Total time: 30 min • Prep: 15 min • Cook: 15 min • Serves: 4 • Difficulty: Easy

Try our version of this 70s classic dish for a dinner that’s high on creamy deliciousness and low on fat

Ingredients

Olive oil

1 tbs

Leek

1 whole, thinly sliced

Mushrooms

300 g, sliced

Ground paprika

1 tbs, (sweet)

Skinless chicken breast

380 g, fat trimmed, sliced (buy 420g)

Cornflour

1 tbs

Reduced-fat evaporated milk

200 ml

Worcestershire sauce

1 tbs

Extra light sour cream

⅓ cup(s), (80g)

Fresh chives

1 tbs, chopped

Cooked brown rice

2 cup(s), (340g)

Instructions

1

Heat oil in a large frying pan over medium heat.

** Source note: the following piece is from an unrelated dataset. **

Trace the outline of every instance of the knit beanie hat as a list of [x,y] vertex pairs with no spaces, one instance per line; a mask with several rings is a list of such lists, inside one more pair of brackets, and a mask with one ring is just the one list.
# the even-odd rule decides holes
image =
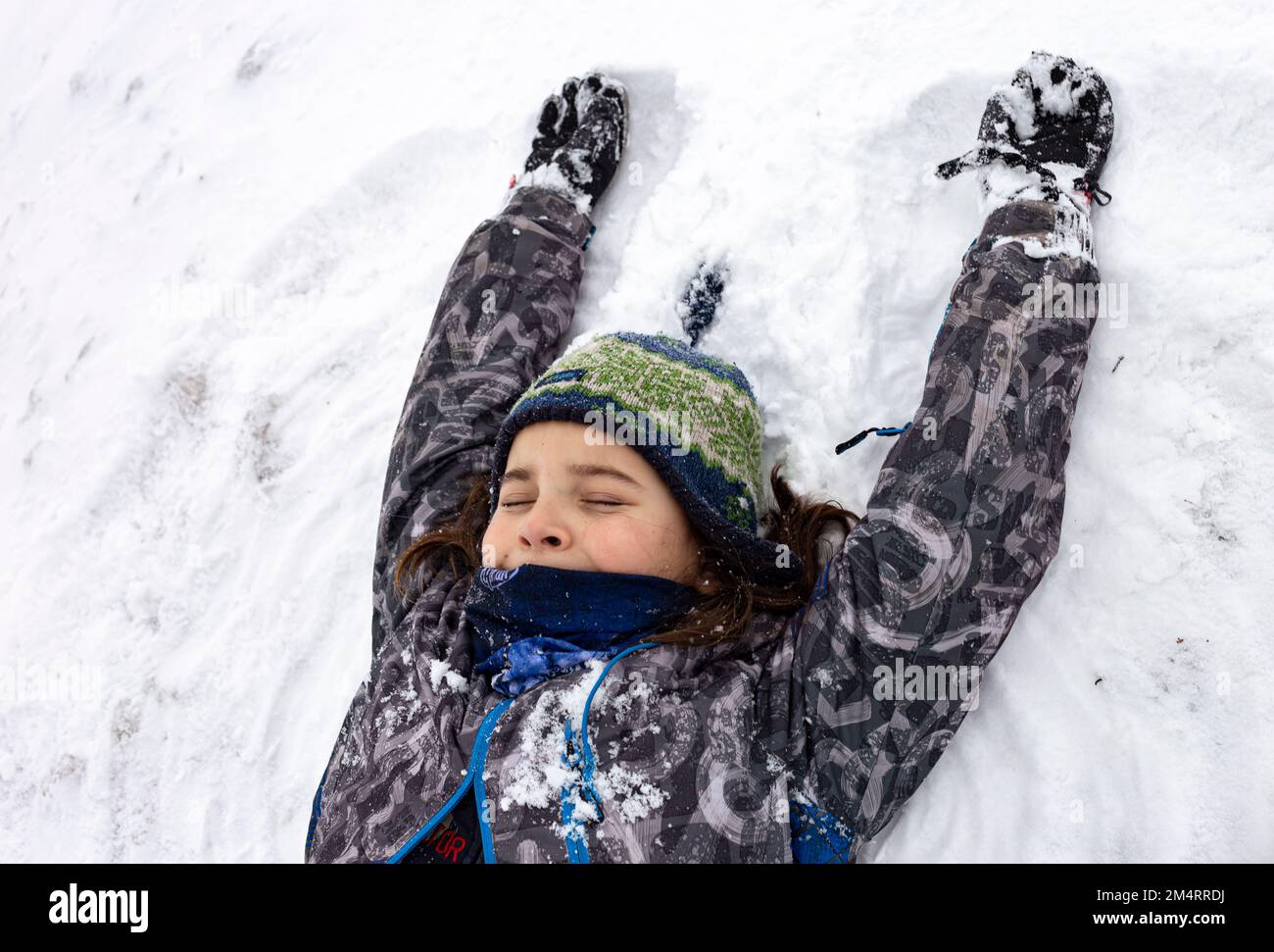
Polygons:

Add leek and mushrooms and cook, stirring, for 5 minutes or until softened. Add paprika and cook, stirring, for 30 seconds. Remove mixture from pan, then wipe pan clean with paper towels.

2

Lightly spray pan with oil and place over high heat. Add chicken and cook for 4–5 minutes or until browned. Combine cornflour and milk in a jug and slowly add to chicken. Cook over low heat, stirring, for 2–3 minutes or until mixture boils and thickens. Add Worcestershire sauce, leek and mushroom mixture and heat through.

3

Remove pan from heat. Stir in sour cream, sprinkle with chives and serve stroganoff with brown rice.